Consolidation is a textbook strategy for gradually shrinking industries, but Donnelley has a problem: As by the continent’s largest printing company, acquisitions of other printers are likely to face increasing scrutiny from and interference by federal regulators.
But though it would still have a sizable presence in certain corners of the publication-printing industry, a spun-off PRSCo would be less of a target for the antitrust police, who don’t necessarily understand that there are a wide variety of printing markets rather than a single market.
Debt and Pensions
Donnelley has more than $3 billion in debt and estimates its pension and other retiree benefits are underfunded to the tune of $677 million. Those obligations will stay with the company that will remain after FinancialCo and PRSCo are spun off, which will be known as CMCo (Customized Multichannel Communications Management Company).
That means that, like its high-tech peers, FinancialCo won’t be weighed down by debt or defined-benefit pension obligations. And PRSCo will be able to take on a lot of new debt to pursue acquisitions.
Strange bedfellows
Through aggressive acquisitions, Donnelley has brought a wide array of printing ventures into its tent. It prides itself on providing a one-stop shop that can – and does -- meet diverse printing needs of the most complex organizations.

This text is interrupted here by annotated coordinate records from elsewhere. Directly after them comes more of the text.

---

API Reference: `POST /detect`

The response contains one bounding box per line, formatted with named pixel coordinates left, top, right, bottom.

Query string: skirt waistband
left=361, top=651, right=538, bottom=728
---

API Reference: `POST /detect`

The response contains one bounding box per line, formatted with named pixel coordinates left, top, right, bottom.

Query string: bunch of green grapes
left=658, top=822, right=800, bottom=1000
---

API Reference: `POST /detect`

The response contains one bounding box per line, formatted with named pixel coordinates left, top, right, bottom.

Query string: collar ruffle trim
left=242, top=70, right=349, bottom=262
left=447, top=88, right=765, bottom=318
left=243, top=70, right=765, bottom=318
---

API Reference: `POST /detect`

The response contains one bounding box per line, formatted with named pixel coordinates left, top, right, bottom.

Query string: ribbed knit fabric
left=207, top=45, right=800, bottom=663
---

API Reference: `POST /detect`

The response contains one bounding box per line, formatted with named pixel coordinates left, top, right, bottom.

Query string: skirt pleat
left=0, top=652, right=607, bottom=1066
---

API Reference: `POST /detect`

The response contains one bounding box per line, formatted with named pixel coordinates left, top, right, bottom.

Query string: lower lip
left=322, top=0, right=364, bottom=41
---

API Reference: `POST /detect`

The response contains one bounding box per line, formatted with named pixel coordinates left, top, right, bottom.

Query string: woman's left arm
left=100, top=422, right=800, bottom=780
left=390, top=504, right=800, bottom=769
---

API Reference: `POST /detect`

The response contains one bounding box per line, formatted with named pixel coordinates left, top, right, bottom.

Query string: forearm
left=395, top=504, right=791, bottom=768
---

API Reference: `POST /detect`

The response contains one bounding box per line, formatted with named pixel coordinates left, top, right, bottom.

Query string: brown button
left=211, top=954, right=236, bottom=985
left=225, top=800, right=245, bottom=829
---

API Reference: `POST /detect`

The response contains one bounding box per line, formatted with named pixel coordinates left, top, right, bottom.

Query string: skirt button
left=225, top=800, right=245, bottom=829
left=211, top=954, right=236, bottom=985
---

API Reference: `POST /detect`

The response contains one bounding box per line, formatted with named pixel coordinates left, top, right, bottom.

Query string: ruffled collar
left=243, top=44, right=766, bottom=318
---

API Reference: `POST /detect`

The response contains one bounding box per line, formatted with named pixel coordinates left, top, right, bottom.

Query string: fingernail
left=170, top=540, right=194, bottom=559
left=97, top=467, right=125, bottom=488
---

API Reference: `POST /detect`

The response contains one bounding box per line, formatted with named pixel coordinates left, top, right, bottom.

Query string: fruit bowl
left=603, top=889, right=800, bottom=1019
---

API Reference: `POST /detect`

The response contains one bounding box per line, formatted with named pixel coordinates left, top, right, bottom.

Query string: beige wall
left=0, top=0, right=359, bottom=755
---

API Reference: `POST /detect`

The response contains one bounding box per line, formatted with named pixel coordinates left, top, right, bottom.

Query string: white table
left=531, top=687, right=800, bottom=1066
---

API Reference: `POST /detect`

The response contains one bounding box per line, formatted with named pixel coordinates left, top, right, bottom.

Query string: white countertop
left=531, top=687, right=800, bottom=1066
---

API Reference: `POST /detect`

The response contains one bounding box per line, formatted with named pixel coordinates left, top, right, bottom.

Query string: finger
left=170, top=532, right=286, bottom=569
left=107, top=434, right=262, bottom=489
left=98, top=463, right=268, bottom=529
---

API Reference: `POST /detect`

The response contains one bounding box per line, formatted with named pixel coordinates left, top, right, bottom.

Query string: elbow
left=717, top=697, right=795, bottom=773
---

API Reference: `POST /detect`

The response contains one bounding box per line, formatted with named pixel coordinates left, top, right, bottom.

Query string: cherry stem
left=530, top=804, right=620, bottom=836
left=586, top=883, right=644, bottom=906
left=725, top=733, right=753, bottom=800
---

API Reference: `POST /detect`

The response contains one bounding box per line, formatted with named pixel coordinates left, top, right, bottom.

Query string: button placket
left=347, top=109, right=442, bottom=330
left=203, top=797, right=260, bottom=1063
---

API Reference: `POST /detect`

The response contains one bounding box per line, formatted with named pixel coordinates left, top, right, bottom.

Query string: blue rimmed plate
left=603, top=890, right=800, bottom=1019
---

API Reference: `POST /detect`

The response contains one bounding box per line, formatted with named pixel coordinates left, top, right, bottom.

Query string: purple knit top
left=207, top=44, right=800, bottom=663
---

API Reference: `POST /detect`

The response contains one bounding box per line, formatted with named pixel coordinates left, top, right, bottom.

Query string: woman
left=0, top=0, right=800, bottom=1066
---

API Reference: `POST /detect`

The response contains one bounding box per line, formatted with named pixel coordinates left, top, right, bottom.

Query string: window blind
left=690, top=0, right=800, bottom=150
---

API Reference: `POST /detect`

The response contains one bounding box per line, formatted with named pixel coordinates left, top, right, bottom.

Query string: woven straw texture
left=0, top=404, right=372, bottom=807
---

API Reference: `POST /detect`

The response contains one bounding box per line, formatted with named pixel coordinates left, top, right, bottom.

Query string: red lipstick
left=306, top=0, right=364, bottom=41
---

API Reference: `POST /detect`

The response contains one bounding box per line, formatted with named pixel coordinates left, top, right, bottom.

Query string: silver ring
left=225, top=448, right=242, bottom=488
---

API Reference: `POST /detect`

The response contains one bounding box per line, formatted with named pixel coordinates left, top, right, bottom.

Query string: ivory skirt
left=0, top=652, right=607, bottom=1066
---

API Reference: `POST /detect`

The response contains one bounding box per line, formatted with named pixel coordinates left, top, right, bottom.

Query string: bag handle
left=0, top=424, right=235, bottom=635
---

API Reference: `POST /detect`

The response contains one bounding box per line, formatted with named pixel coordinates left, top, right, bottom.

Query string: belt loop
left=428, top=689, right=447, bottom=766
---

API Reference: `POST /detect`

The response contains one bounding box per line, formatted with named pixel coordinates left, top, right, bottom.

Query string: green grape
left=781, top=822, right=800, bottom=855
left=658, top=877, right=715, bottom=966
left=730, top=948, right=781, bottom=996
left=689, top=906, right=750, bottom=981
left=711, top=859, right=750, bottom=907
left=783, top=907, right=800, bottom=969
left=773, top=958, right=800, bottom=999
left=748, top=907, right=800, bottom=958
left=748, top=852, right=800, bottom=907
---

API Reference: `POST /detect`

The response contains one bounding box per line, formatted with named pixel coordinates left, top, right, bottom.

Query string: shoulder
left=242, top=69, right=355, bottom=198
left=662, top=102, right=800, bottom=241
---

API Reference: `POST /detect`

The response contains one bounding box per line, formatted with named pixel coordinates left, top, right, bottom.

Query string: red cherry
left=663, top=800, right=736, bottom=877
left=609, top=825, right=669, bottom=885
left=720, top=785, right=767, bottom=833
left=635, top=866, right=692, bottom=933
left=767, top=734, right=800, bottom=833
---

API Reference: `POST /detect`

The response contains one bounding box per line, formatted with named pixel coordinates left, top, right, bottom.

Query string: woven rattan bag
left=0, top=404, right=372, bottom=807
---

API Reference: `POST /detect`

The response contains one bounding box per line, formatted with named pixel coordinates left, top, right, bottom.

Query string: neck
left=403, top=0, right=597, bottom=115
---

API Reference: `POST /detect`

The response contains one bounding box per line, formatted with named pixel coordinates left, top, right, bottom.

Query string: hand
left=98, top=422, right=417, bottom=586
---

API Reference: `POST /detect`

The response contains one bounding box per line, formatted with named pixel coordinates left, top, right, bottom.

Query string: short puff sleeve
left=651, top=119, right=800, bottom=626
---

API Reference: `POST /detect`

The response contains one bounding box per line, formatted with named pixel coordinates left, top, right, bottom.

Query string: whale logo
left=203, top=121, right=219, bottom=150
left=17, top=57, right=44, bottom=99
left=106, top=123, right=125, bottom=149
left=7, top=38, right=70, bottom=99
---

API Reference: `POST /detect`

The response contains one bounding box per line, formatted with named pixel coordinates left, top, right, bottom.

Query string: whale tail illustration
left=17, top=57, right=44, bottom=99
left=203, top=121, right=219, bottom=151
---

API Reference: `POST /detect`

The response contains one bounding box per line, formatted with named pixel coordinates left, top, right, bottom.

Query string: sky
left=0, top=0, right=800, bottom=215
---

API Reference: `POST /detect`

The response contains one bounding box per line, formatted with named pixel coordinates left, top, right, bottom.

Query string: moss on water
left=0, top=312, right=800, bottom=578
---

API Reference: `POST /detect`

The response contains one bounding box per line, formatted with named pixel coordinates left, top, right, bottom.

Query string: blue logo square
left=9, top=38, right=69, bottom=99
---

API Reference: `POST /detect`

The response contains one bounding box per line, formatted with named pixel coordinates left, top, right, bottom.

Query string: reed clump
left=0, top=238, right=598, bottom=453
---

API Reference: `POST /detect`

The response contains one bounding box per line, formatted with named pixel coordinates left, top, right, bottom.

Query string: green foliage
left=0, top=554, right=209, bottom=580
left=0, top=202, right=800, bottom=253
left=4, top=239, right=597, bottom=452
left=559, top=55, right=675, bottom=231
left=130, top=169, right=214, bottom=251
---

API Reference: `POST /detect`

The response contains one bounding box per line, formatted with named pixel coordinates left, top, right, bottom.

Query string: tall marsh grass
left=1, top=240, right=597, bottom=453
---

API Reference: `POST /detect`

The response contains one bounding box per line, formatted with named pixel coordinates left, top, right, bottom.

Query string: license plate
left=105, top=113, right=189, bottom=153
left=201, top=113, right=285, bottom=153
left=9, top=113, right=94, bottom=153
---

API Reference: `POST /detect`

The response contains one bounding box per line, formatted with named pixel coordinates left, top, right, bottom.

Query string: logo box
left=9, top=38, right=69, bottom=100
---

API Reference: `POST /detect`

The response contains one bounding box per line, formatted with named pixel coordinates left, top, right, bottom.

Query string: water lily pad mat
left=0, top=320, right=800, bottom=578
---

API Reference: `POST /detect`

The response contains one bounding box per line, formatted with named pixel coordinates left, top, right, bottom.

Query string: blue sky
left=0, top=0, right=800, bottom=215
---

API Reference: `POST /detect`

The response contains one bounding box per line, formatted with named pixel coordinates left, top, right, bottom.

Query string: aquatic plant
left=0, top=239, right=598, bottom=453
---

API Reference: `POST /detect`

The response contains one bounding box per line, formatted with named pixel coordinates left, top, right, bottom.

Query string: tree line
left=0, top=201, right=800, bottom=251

But like many other producers of direct mail and short-run commercial printing, the “CMCo” part of Donnelley has branched out into offering email marketing, website management, and other services that don’t involve ink on paper. Some of CMCo’s competitors in the commercial printing arena have even dropped the “printer” moniker and call themselves "marketing service providers."
FinancialCo has morphed even more radically from its printing roots. It’s not even clear whether what’s left of Donnelley’s financial-printing plants will be part of FinancialCo or will instead go with one of the more print-oriented sister companies.
With both shopping-mall-sized printing operations that produce millions of copies and living-room-sized pressrooms with print orders of 1, having such a wide variety of printing operations in one company has always been a bit of a stretch.
And now that they are they becoming less about printing and more about “omnichannel,” the various parts of RR Donnelley are finding they have even less in common – and fewer benefits from being under the big Donnelley tent.
“Printing conglomerate” is no longer a logical organizing principle for a multichannel communications company.